Honors Student Wins Top Poster Award
Posted on November 21, 2017 by Joy Washington
Monica Sai Pasala won the best poster award at the recent National Collegiate Honors Council conference in Atlanta. Pasala is a junior biomedical sciences major from Birmingham who is also in USA’s Honors College.
“It was a humbling and unique experience to present my poster at the conference,” Pasala said. “I also enjoyed interacting and receiving feedback from students and faculty. I was also able to receive great exposure. I feel fortunate to have won the competition.”
The NCHC Conference highlights students and faculty research presentations from across the nation, and provides training and development for honors program administrators. The national submissions process for the NCHC annual conference is highly selective, with hundreds of students and faculty submitting proposals each year.
Pasala’s research poster project is “The Structural Characterization of a Truncated Variant of the Human NEIL2 DNA Glycosylase.” Her research involved looking at the structure of proteins.
Pasala conducts research with the support of Dr. Aishwarya Prakash, assistant professor of oncologic sciences at the USA Mitchell Cancer Institute. Prakash serves as Pasala’s mentor and supported her as she prepared her research poster project.

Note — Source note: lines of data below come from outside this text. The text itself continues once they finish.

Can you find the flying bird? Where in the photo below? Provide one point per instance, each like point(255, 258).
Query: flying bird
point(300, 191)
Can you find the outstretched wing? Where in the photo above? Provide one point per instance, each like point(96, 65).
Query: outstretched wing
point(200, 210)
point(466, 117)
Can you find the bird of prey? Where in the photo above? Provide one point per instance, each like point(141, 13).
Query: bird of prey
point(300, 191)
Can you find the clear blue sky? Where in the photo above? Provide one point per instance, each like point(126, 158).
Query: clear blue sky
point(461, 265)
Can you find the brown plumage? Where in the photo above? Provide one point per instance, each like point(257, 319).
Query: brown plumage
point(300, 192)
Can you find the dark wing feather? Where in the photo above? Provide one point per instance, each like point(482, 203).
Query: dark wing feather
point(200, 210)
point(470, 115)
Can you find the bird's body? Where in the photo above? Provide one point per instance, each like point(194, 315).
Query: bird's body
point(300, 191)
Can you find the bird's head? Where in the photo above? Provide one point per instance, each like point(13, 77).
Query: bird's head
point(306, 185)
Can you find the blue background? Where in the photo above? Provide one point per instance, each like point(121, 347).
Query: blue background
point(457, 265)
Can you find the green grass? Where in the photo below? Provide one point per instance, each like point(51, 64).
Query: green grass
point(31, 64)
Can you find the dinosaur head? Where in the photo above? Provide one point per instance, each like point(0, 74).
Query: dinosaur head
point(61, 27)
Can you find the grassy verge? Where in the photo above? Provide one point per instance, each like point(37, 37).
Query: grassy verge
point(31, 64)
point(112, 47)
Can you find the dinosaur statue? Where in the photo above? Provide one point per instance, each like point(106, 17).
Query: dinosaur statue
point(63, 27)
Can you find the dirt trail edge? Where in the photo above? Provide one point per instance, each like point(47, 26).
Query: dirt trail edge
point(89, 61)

“We took a new approach,” Pasala noted. “While working in the lab with Dr. Prakash, we took the proteins and truncated them and studied them. It’s too early to tell how this could help patients, but the end-goal would be to help cancer patients overcome the disease. What I have learned most about conducting research is that there will be setbacks and one must embrace working independently sometimes, which I have learned from Dr. Prakash.”
Dr. Kathy Cooke, dean of the Honors College at South, served as a presenter at the NCHC conference.
“In her poster and presentation, Monica not only showed excellent research, she successfully translated very complicated science in clear terms, explaining both the process of truncating DNA for scientific work and the value of understanding the role of NEIL2 in oxidized DNA damage,” Cooke said.
Malvika Lall, a senior biomedical sciences major from Auburn, presented the “Potential of Hyperspectral Imaging Fluorescence Excitation-Scanning to Demonstrate Spectral Changes Concurrent with Early Changes in Colon Cancer Tissue.”
“Malvika and Monica are both doing outstanding work, and it was reflected in their posters,” Cooke said. “They show what wonderful faculty advisors and research opportunities we have at South, and the stellar work that comes out of the University and the Honors College."
According to Cooke, the work Lall and her mentor are doing are likely to improve not only the diagnosis but also the prevention of colon cancer.
Also attending the NCHC conference was Dr. Doug Marshall, director of Honors Education and associate professor of sociology and anthropology in the College of Arts and Sciences.